Recommendations for Executive Action
Status: Closed - Not Implemented
Comments: Based on information provided by OSHA officials in November 2013 and September 2014, the recommendation is no longer valid because circumstances have changed. OSHA officials cited three examples for the change in circumstances. First, to address this recommendation, OSHA reached out to numerous stakeholders, including the National Association of State Fire Marshals and the International Association of Fire Chiefs, both of whose members have enforcement responsibilities for service station safety at the State level. They found that OSHA's safety requirements for fuel-dispensing equipment and higher ethanol fuel blends were well understood. Second, OSHA officials found that the issue of using dispensing equipment unlisted for ethanol blends is decreasing as appropriately listed equipment is being introduced to replace legacy equipment through traditional maintenance programs. Third, OSHA officials found that EPA's ongoing postponement of higher ethanol consumption requirements has reduced the pressure on service stations to upgrade or replace their equipment. According to OSHA officials, OSHA currently has no plans for any special emphasis enforcement programs or new guidance for service stations, but will continue to monitor the situation.
Recommendation: To reduce uncertainty about the applicability of federal safety regulations, the Secretary of Labor should direct the Assistant Secretary for Occupational Safety and Health to issue guidance clarifying how OSHA's safety regulations on fuel-dispensing equipment should be applied to fuel retailers selling intermediate ethanol blends.
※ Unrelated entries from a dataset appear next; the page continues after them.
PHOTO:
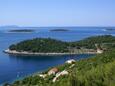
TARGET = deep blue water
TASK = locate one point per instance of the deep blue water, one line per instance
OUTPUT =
(12, 67)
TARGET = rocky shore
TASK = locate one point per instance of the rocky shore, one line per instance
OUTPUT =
(14, 52)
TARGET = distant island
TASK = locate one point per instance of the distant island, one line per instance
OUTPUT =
(23, 30)
(109, 29)
(60, 30)
(98, 70)
(48, 46)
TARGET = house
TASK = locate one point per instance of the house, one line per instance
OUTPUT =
(64, 72)
(70, 61)
(53, 71)
(99, 51)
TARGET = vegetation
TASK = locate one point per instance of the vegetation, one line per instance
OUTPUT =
(41, 45)
(23, 30)
(47, 45)
(96, 71)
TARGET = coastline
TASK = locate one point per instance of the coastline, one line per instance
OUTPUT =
(14, 52)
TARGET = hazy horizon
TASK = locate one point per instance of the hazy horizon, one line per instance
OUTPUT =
(61, 13)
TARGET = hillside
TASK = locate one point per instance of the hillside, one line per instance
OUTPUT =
(96, 71)
(48, 45)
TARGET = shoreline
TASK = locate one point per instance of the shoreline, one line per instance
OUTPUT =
(14, 52)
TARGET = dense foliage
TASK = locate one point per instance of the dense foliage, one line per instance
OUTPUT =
(96, 71)
(41, 45)
(51, 45)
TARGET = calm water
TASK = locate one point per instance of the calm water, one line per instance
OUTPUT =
(12, 67)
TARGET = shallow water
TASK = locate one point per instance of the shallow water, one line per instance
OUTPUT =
(12, 67)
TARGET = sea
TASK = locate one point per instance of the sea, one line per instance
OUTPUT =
(16, 67)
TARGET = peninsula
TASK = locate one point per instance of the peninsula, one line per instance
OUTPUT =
(22, 30)
(48, 46)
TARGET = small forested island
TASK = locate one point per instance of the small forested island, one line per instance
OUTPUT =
(23, 30)
(48, 46)
(110, 29)
(98, 70)
(59, 30)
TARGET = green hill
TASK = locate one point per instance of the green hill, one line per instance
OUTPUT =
(96, 71)
(48, 45)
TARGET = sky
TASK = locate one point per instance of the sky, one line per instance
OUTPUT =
(57, 12)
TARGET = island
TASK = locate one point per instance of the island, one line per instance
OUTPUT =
(48, 46)
(59, 30)
(98, 70)
(22, 30)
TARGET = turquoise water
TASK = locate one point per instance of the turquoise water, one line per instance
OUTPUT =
(12, 67)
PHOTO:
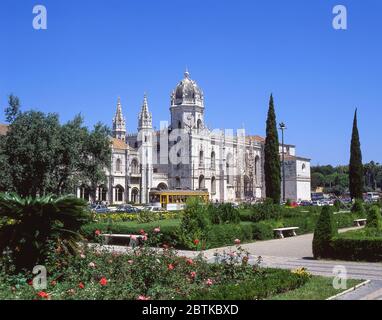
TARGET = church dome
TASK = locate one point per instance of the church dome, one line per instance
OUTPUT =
(187, 92)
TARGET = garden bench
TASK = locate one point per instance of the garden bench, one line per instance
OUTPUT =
(280, 231)
(134, 239)
(360, 222)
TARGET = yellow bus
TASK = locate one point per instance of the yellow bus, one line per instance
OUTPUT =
(176, 199)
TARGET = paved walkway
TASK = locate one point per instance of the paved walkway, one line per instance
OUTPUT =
(296, 252)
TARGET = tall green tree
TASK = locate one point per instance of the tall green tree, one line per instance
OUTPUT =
(272, 157)
(356, 171)
(31, 150)
(96, 157)
(13, 109)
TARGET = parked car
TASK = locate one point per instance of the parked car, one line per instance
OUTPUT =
(154, 209)
(124, 208)
(100, 208)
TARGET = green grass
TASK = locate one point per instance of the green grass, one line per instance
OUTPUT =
(317, 288)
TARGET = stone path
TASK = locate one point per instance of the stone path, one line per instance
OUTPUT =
(296, 252)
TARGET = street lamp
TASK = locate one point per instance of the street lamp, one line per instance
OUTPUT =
(282, 127)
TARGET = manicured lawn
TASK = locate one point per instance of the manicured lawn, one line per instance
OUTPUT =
(317, 288)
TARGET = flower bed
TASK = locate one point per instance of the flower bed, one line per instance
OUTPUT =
(145, 274)
(359, 245)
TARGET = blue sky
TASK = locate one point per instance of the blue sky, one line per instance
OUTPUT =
(239, 51)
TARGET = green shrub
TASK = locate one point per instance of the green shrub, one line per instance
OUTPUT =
(374, 219)
(337, 205)
(195, 223)
(261, 287)
(169, 229)
(223, 213)
(225, 234)
(367, 249)
(39, 222)
(358, 207)
(324, 232)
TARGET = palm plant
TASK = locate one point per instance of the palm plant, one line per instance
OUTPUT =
(29, 224)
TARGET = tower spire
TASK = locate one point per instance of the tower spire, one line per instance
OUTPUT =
(145, 117)
(119, 123)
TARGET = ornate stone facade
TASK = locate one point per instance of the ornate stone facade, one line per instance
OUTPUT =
(185, 154)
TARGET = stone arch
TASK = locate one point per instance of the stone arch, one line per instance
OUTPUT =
(162, 186)
(119, 193)
(135, 166)
(202, 182)
(135, 195)
(213, 185)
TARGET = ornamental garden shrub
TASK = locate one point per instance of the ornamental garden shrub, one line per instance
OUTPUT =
(223, 234)
(195, 223)
(223, 213)
(324, 232)
(39, 222)
(374, 219)
(143, 274)
(358, 207)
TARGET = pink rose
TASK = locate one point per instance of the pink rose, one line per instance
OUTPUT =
(209, 282)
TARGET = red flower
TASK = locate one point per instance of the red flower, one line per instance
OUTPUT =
(209, 282)
(103, 282)
(43, 295)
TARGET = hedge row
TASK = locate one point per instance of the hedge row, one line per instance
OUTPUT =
(263, 286)
(263, 230)
(356, 249)
(218, 236)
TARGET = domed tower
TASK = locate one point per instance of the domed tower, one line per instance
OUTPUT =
(187, 105)
(145, 139)
(119, 123)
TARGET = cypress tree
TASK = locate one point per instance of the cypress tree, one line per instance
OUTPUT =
(356, 168)
(272, 158)
(325, 230)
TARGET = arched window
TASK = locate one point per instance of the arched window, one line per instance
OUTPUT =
(229, 168)
(213, 185)
(85, 192)
(102, 193)
(201, 159)
(213, 160)
(202, 183)
(135, 195)
(177, 183)
(199, 125)
(257, 170)
(118, 165)
(162, 186)
(248, 191)
(119, 190)
(134, 167)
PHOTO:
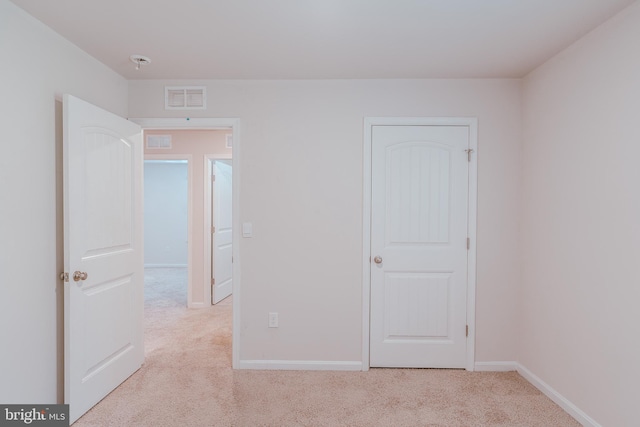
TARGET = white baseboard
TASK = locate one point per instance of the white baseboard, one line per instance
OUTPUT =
(504, 366)
(198, 305)
(165, 266)
(560, 400)
(301, 365)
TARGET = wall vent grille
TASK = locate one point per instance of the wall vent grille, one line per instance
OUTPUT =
(158, 141)
(185, 98)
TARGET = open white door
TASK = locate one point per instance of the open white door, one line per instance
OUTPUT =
(103, 298)
(221, 271)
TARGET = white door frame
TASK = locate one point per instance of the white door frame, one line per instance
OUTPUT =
(369, 122)
(208, 186)
(189, 160)
(212, 124)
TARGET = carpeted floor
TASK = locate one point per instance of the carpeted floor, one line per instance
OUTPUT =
(187, 380)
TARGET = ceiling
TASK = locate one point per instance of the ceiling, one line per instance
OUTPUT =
(323, 39)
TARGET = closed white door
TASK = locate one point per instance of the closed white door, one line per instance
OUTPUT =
(103, 298)
(223, 231)
(419, 246)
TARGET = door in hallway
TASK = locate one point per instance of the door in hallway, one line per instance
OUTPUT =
(103, 293)
(419, 222)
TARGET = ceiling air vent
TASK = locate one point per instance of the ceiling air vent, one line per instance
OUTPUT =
(185, 98)
(158, 141)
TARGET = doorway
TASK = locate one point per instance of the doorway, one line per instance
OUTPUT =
(166, 231)
(419, 242)
(232, 126)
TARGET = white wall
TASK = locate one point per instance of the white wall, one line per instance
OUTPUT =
(301, 187)
(581, 214)
(165, 213)
(37, 67)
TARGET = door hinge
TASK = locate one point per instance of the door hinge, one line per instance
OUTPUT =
(469, 151)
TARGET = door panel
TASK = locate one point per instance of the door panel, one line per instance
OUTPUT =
(103, 238)
(419, 232)
(222, 238)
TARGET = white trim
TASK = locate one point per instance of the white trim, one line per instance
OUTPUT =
(472, 123)
(496, 366)
(189, 123)
(166, 265)
(301, 365)
(234, 125)
(557, 398)
(189, 159)
(208, 192)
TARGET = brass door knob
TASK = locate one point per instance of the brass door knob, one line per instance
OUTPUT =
(79, 275)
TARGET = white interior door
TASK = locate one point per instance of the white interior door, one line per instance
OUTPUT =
(419, 222)
(221, 241)
(103, 301)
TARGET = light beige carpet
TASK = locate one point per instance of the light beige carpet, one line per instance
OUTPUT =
(187, 380)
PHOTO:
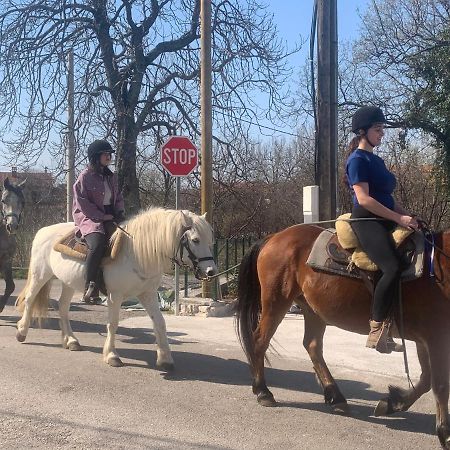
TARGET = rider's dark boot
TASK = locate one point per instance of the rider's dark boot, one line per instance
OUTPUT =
(91, 294)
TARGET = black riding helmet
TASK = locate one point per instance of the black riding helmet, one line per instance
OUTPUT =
(98, 147)
(365, 117)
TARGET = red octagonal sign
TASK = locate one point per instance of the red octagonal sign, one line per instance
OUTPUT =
(179, 156)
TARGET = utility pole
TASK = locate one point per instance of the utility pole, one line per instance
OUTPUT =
(70, 135)
(206, 119)
(327, 107)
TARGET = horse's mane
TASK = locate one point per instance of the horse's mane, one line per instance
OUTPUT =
(156, 233)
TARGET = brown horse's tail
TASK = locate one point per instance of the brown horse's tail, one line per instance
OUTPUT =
(248, 307)
(41, 299)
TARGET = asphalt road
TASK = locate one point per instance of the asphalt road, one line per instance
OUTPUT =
(52, 398)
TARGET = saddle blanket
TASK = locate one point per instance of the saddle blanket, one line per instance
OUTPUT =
(328, 256)
(71, 246)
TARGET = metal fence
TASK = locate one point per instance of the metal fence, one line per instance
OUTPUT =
(228, 252)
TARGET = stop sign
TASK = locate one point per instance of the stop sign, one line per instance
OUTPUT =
(179, 156)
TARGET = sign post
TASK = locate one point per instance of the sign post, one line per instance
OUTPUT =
(179, 156)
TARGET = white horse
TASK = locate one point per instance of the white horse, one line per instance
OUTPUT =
(155, 238)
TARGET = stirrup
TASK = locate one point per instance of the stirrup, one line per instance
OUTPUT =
(394, 346)
(89, 293)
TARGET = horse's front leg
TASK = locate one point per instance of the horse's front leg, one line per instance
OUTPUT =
(164, 359)
(9, 284)
(69, 340)
(110, 355)
(440, 366)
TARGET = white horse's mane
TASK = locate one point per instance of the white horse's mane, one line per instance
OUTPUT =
(156, 234)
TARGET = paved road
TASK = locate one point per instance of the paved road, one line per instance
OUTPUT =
(53, 398)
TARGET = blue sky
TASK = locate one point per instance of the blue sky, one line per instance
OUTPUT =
(293, 19)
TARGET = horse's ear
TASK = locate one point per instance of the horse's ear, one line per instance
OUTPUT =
(186, 220)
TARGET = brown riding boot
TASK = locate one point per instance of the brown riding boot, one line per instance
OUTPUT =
(394, 346)
(378, 336)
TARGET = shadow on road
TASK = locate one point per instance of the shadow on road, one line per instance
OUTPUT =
(213, 369)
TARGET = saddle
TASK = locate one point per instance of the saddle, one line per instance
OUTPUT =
(329, 255)
(75, 247)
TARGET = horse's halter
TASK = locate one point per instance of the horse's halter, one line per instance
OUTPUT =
(178, 256)
(17, 216)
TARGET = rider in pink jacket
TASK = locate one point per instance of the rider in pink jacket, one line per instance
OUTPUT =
(97, 208)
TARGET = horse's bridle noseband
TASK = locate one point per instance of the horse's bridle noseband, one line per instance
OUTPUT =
(18, 217)
(178, 256)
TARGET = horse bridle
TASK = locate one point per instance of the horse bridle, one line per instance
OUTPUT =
(17, 216)
(178, 256)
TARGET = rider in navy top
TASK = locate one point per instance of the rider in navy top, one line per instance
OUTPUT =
(372, 185)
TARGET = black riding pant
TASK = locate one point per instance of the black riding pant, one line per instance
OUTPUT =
(376, 240)
(96, 248)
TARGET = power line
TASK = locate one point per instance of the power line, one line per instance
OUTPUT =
(264, 126)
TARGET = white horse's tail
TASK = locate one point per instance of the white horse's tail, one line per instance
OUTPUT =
(41, 299)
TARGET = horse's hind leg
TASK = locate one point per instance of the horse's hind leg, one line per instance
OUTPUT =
(313, 343)
(110, 355)
(32, 290)
(164, 359)
(69, 340)
(9, 283)
(271, 317)
(440, 366)
(402, 399)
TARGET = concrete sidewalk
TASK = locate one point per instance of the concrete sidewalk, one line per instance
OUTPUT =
(341, 348)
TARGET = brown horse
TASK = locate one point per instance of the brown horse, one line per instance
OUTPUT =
(12, 204)
(274, 275)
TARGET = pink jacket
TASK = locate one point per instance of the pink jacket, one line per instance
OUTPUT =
(88, 193)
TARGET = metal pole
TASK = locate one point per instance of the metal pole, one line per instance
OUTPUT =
(70, 179)
(206, 119)
(177, 269)
(327, 101)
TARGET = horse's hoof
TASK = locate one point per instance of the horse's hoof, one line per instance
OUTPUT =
(443, 435)
(166, 367)
(115, 362)
(75, 347)
(20, 337)
(266, 399)
(341, 408)
(383, 408)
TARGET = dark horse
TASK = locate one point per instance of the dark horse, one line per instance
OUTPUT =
(274, 274)
(13, 203)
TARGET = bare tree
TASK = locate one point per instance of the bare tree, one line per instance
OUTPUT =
(137, 72)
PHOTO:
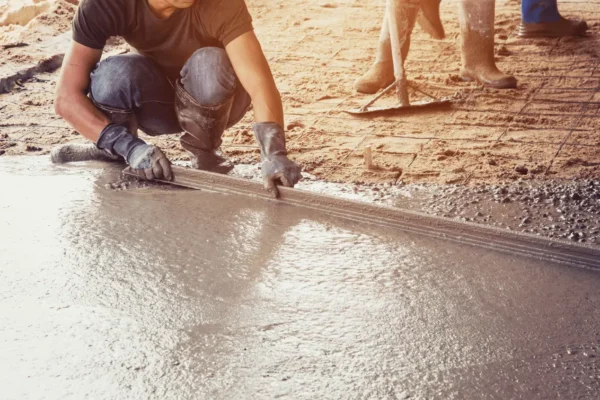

Agency Affected: Department of Labor
Status: Closed - Implemented
Comments: In August 2013, EPA officials provided information on their efforts to plan and conduct additional research related to intermediate ethanol blends. EPA activities included (1) issuing two reports in 2012 detailing test results of automatic tank gauging equipment used in various ethanol blends; (2) communicating EPA findings of the impact of microbes associated with ethanol fuels on UST system equipment in 2012; and (3)working with Oak Ridge National Laboratory to better understand the impact intermediate ethanol blends would have on legacy UST equipment, which resulted in a July 2012 report. EPA officials also stated that they currently have work underway on (1) determining the impact of ethanol on other release detection equipment, and (2) a forensic-style analysis of releases that are caused by ethanol. These activities are responsive to GAO's recommendation.
Recommendation: To reduce uncertainty about the potential environmental impacts of storing intermediate ethanol blends at retail fueling locations, the Administrator of EPA should determine what additional research, such as research on the suitability of specific UST components, is necessary to facilitate a transition to intermediate ethanol blends, and work with other federal agencies to develop a plan to undertake such research.